Searching for Signs

By: Jacqueline Jobin

Wildlife Works Intern Jacqueline Jobin, is a student from the University of Minnesota in the United States. As part of her time interning with Wildlife Works, she has been observing and learning about each department within the project. Jacqueline spent a day out with the ranger department to get to know more about the project area and the animals within the conservancy.

One of my first days interning with Wildlife Works, I had the opportunity to experience a day in the life of the rangers. At sunrise I jumped in the back of the land cruiser, surrounded by rangers in green uniforms, and watched as the sun slowly peaked through the trees to reveal the conservancy. As the land cruiser whipped through the trail, I caught glimpses of buffalo, warthogs, ostrich, zebra, giraffe, and my personal favorite, African elephants, who were roaming amid the long grasses and Acacia trees.

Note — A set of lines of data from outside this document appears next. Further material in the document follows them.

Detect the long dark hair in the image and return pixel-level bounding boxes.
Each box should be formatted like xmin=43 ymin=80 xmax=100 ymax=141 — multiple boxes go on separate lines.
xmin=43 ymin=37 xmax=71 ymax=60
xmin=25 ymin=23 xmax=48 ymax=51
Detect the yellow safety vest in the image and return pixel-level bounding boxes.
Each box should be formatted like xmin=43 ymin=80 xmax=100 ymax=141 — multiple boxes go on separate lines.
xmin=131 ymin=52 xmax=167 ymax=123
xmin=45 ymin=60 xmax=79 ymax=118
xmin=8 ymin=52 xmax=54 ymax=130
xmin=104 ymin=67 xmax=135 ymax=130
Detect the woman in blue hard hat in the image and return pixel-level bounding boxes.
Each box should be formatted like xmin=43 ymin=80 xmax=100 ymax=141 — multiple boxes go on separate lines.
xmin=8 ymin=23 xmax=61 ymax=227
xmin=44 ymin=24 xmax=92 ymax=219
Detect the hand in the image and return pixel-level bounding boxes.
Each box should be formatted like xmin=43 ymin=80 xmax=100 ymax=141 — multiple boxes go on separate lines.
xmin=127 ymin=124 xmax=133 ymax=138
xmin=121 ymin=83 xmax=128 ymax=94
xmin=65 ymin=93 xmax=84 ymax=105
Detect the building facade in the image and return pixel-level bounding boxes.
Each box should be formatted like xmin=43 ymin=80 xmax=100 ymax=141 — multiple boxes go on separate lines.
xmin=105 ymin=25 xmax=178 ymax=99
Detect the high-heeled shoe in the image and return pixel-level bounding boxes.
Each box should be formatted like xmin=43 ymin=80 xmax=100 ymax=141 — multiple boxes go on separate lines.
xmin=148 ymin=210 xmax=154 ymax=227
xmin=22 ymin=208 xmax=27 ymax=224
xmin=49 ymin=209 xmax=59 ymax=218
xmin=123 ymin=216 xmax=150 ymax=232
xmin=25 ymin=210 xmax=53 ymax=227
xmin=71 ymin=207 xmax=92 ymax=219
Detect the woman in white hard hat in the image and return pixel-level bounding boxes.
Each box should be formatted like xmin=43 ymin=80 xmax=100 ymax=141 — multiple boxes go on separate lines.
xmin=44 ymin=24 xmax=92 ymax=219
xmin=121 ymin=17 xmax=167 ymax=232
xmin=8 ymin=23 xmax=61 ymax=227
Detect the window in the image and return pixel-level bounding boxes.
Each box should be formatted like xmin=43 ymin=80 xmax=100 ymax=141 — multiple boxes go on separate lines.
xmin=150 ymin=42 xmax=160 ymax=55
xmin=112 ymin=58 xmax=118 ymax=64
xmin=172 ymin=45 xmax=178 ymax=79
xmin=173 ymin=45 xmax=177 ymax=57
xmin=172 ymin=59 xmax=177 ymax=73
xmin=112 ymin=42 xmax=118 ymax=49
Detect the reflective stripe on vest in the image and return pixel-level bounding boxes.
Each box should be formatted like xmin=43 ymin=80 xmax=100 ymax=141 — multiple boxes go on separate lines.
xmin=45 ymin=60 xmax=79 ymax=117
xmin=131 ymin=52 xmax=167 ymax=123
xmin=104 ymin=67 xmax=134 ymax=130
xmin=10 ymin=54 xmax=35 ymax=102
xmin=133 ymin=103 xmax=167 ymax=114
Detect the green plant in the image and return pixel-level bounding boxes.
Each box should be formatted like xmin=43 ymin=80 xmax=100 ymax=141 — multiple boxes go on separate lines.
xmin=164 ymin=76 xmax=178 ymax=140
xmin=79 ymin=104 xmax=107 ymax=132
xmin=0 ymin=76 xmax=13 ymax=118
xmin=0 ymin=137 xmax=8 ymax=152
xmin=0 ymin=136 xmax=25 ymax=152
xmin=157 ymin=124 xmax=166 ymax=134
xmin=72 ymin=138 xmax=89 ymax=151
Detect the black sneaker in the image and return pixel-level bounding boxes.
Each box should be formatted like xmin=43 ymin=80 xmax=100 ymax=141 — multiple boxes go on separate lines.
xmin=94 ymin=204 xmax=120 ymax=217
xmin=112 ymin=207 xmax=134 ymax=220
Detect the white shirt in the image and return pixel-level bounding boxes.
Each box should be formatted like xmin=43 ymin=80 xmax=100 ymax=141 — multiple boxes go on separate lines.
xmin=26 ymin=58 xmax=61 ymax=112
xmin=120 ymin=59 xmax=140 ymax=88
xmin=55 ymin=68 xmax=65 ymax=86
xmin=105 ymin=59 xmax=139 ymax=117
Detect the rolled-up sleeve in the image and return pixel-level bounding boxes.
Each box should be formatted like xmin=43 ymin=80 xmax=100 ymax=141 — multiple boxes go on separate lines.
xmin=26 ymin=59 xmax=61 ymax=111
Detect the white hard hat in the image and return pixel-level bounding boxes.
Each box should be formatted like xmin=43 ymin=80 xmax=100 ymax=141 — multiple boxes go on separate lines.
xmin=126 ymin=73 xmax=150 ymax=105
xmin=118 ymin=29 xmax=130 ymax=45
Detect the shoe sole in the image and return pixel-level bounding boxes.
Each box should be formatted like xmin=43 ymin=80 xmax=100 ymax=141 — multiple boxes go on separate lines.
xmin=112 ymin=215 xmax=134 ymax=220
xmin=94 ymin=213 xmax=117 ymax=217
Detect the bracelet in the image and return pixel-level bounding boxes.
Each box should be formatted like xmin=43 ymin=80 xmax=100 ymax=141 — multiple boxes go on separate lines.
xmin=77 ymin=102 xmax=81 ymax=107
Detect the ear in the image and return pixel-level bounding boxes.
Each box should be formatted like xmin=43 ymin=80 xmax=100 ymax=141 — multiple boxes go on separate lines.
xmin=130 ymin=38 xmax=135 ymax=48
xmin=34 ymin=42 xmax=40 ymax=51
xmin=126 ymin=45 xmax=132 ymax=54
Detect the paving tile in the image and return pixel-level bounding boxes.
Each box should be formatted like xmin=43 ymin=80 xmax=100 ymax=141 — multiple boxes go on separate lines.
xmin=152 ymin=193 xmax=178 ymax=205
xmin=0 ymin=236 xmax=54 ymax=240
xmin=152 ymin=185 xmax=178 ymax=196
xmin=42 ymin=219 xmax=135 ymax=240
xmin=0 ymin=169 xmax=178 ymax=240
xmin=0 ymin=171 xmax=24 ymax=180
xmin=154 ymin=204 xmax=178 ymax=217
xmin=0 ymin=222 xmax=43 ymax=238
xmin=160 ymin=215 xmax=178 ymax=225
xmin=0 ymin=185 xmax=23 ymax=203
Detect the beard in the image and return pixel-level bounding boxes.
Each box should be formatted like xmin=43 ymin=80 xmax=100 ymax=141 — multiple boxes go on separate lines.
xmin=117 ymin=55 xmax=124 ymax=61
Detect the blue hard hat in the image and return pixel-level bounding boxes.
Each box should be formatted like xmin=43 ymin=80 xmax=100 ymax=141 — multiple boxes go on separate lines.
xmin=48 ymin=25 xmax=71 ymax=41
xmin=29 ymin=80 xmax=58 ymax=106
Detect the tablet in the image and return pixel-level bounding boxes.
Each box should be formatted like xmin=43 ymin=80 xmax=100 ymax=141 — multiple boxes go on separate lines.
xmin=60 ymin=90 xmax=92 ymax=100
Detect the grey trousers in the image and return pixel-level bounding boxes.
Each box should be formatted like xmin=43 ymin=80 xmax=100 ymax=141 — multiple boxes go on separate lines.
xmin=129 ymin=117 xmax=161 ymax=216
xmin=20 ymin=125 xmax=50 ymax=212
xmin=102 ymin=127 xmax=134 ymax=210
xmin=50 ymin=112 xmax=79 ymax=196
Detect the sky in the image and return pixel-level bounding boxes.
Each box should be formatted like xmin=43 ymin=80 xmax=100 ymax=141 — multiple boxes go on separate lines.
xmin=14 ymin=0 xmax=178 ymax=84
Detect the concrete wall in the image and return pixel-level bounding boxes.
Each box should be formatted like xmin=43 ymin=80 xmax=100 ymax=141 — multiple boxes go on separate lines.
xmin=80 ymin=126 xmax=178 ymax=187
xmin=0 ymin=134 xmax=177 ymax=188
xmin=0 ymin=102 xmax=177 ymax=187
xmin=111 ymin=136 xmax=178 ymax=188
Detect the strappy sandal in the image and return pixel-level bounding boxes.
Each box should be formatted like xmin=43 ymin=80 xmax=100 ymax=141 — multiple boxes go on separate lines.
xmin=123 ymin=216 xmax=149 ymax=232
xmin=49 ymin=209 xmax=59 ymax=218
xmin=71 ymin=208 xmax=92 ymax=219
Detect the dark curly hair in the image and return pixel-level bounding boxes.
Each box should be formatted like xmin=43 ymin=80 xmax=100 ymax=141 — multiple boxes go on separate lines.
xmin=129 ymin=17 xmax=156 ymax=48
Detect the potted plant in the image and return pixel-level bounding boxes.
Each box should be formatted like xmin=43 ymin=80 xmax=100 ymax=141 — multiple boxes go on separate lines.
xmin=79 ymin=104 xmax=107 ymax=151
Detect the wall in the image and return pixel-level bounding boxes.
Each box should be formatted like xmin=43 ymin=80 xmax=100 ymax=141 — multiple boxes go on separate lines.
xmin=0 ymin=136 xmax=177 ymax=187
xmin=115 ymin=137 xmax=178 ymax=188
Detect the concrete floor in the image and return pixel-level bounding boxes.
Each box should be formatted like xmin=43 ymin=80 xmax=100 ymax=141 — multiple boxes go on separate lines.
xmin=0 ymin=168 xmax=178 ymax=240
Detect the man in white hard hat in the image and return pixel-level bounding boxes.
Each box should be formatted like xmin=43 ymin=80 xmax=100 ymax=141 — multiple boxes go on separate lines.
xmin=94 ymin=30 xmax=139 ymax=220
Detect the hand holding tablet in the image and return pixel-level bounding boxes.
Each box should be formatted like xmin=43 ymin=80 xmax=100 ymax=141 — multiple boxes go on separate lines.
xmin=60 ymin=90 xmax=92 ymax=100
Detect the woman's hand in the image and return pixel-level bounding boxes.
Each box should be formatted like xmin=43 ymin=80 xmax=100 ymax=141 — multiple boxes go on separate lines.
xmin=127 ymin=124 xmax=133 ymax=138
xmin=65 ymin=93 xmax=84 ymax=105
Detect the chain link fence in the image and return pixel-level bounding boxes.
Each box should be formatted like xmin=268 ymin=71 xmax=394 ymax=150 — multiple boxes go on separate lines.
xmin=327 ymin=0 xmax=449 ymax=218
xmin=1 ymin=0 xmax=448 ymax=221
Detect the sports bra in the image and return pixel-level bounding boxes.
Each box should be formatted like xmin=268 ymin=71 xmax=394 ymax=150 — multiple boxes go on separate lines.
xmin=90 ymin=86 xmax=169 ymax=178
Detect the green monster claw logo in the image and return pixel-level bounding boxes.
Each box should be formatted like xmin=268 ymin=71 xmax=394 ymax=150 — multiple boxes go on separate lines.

A glimpse of the African elephant at the conservancy.

I was inspired by the presence of both male and female rangers and loved the inclusivity within the ranger team. A little before noon the rangers spotted a tree covered with vultures. The vehicle slowly came to a stop and everyone hopped out to search the area. I asked one of the rangers, Joseph, what happened that made everyone so eager to leave the land cruiser.  He explained that vultures are a major indicator of potential kill which sometimes leads to signs of poaching incidents. Because of the white splotches from the vultures’ faeces covering the tree, it became obvious they had been there for a few days. Underneath the tree, we discovered hyena prints, a second red flag for a dead animal in the area. After a few minutes of searching, a ranger called out from across the road.

A group of rangers on a patrol

We silently walked through the tall grasses to where the ranger was standing staring at the skeleton of a dead eland. Around the carcass was the leftover footprints of a lion, confirmation that the eland’s death was natural. A little way off we found more tracks of a lion, but these were the tracks of a lion running. Beneath a huge acacia tree, we came upon the place where the eland had been killed and followed the trail of flies to where the lion had dragged its kill. The rangers explained to me that when the lion had its fill, the hyenas and vultures finished off the eland’s remains. 

The remains of the erland which was probably killed by a lion.

I was relieved to know that no snares, traps, or poachers had killed the eland and that its death was just a part of the natural circle of life for wild animals. The rangers told me that this is a part of their normal day, following signs and tracks to recreate the story of an animal’s death. When I asked them how they would have handled the situation if they had seen a poacher, they told me they operate unarmed and would bring the poacher to the police so they could be charged with criminal offenses. 

I enjoyed my day out with the rangers learning about the critical role of wildlife within the conservancy as well as the importance of holding the title of a Wildlife Works ranger.